Explainer for ranking task (lambdamart)

shap / shap

A game theoretic approach to explain the output of any machine learning model.

https://shap.readthedocs.io

MIT License

22.89k stars 3.29k forks source link

Explainer for ranking task (lambdamart) #570

Open doramir opened 5 years ago

doramir commented 5 years ago

I'm using XGBoost with lambdaMart as objective (rank:pairwise) the problem with this model is the prediction of the model is a rank for each group and the score the model is giving for each item in a group is relevant only for the ranking inside the group and don't mean anything outside the group.

as far as I know, SHAP is not doing group wise (listwise) prediction and use each item (row) as an individual and not as part of a group, and tries to predict the why the model gave this value to this item.

is there a way to understand why the model gives this ranking to this group of items? why he put item x before item y and etc?

this problem is relevant to all ranking tasks, XGBoost, lightGBM, and CatBoost as well.

kretes commented 5 years ago

@doramir AFAIK this field is still to be explored. One of the methods that was proposed is this paper: https://arxiv.org/abs/1809.03857 If you find something relevant for the topic - please share it as well

TeodoraVrabcheva commented 4 years ago

Any development on this?
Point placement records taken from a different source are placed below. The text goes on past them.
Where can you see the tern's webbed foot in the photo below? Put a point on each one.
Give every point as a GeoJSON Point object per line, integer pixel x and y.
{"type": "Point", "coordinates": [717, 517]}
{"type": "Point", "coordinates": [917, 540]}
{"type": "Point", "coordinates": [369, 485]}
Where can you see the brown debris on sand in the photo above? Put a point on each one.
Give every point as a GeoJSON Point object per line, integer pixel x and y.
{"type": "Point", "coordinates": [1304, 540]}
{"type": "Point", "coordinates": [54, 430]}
I am also using a XGBoost with lambdaMart as objective to rank results in user queries and I want to extract the local feature importance with SHAP. Given SHAP is not doing a groupwise prediction I took an approach where I defining the explainer ONLY on the data containing the results from query that includes the item I am trying to explain.

# data_for_one_query_df is the data containing the results from the query that includes the item I am trying to explain
explainer = shap.TreeExplainer(model=model, data=data_for_one_query_df)

# get shapley values
# item_to_explain_df is the item I am trying to explain
shap_values = explainer.shap_values(data=item_to_explain_df)

# plot 
shap.force_plot(explainer.expected_value, shap_values, item_to_explain_df)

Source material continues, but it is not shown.